You’d be on the phone to me in five minutes: “Let’s sue!”

But this is exactly what happens to medical groups when they don’t protect their practices, including their staff, from being handed over by a hospital to a competitor as a result of an RFP process or simply as a result of a de facto lock-out.

For example, consider the fictitiously named Jones Group, cardiothoracic surgeons who’ve developed a strong multi-physician practice based out of the fictitiously named St. Mark’s Community Memorial Hospital. Under pressure from one of the members of the group who seeks more power, the hospital announces that that surgeon, together with some surgeons from across town, will become the new hospital-sponsored group working from the hospital-run cardiothoracic clinic. That new clinic will be located in the office space currently (well, for the next 90 days, the without cause termination period) leased by the Jones Group. The rest of the Jones Group docs are sent scurrying for new office space and new referral sources, or for new jobs across the country. The goodwill of the Jones group has essentially been pulled right out from under them.

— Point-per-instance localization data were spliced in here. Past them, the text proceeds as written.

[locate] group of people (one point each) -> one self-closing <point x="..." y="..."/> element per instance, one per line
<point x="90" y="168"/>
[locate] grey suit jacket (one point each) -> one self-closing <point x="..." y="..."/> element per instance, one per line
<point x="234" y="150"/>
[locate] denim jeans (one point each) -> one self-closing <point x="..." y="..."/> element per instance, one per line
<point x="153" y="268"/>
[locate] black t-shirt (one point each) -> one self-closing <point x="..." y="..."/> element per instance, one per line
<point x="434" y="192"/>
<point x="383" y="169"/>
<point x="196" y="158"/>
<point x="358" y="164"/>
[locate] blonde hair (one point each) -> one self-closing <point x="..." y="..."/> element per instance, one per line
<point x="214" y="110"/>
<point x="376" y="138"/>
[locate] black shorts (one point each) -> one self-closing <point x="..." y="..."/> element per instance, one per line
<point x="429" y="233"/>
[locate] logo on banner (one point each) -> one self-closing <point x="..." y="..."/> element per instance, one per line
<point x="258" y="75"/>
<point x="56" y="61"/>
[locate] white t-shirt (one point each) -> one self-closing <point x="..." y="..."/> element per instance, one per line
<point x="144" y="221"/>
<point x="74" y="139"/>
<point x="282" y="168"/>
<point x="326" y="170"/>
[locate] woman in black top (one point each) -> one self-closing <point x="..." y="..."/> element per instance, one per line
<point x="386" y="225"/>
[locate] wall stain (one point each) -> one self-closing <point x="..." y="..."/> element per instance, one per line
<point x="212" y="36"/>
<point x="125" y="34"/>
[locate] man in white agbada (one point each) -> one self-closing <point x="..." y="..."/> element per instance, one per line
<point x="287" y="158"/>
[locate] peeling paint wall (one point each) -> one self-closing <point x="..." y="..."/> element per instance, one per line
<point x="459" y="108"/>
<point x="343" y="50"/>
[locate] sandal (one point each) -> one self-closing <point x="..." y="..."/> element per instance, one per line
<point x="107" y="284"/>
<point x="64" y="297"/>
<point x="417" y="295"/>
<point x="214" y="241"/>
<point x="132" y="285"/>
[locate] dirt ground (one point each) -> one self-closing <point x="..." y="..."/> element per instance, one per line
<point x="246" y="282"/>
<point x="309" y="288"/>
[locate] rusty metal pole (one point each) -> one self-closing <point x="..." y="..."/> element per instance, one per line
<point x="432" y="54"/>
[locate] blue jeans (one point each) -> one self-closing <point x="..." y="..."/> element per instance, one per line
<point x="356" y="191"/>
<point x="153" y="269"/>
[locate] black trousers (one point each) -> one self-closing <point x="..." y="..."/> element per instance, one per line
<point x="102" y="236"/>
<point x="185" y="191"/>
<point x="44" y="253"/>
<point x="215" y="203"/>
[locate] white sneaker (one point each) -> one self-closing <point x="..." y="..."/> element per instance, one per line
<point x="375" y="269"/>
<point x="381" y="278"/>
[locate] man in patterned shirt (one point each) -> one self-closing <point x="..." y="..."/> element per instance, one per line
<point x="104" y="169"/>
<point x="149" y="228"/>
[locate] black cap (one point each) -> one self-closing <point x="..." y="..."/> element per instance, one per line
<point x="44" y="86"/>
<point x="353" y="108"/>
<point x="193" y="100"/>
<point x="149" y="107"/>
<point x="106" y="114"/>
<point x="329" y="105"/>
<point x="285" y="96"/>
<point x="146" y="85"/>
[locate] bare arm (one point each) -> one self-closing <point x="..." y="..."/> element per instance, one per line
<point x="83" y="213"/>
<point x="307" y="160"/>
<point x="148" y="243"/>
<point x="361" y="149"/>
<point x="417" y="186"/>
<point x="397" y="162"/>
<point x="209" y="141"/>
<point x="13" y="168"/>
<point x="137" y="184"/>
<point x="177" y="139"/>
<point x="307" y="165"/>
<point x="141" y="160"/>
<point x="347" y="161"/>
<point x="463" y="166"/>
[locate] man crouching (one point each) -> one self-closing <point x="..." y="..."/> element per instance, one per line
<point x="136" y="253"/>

Or, for example, consider hospital-based Smith Group that provided services at St. Mark’s for 15 years. The hospital wants to consolidate Smith’s services with that of another hospital-based department and awards the combined contract to another group. The new group offers to hire all of Smith Group’s docs, except for its shareholders who are sent packing.

There are many tools available to protect your “store” from being turned over to the new tenants. Don’t just wait for it to happen and then decide to do something about it. The damage will already be done. You’ll have made it easier for your relationship to be terminated, easier for your business to be destroyed.